Sadow believes it’s hardly illicit, but actually patriotic to modify your EV; he told the Times that “hacking is actually very American. Go out to the garage. Take it apart. Make it better.”

Some hackers go way farther. Here’s a fellow who doesn’t just want you to tweak your Leaf; he wants you to retrofit your old-school gas-guzzler, taking out the engine and replacing it’s innards with an electric motor. He breaks the process down into steps. (Step 1 is, “Get a car.”)

The trend seems both salubrious and potentially dangerous.
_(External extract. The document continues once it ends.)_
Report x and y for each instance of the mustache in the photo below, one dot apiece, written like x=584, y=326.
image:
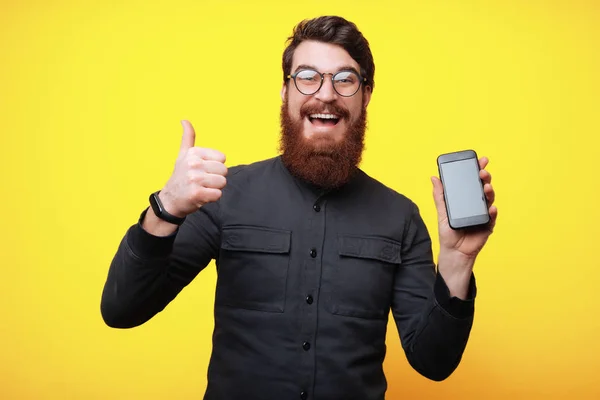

Salubrious in that it is leading EV-owners to get the most out of their cars, and in that it lends a kind of transparency to pricing that could ensure that Nissan and others don’t charge too much for their products or services. (Nissan recently lowered its pricing on a Leaf home charging system, to around $1,800.) It’s potentially dangerous, though, in that DIY hackers are of course not subject to the same regulatory scrutiny that Nissan or its suppliers are. “Obviously, if somebody’s garage burns down and it’s my fault, I’m done,” said Sadow, though he added that as a professional engineer, he had confidence in his work.

What would be ideal, it seems, is if hackers and manufacturers had a way to meet in the middle, to tap the spirit and ingenuity of the crowd with the standardization and consumer safety regulation demanded of the corporation.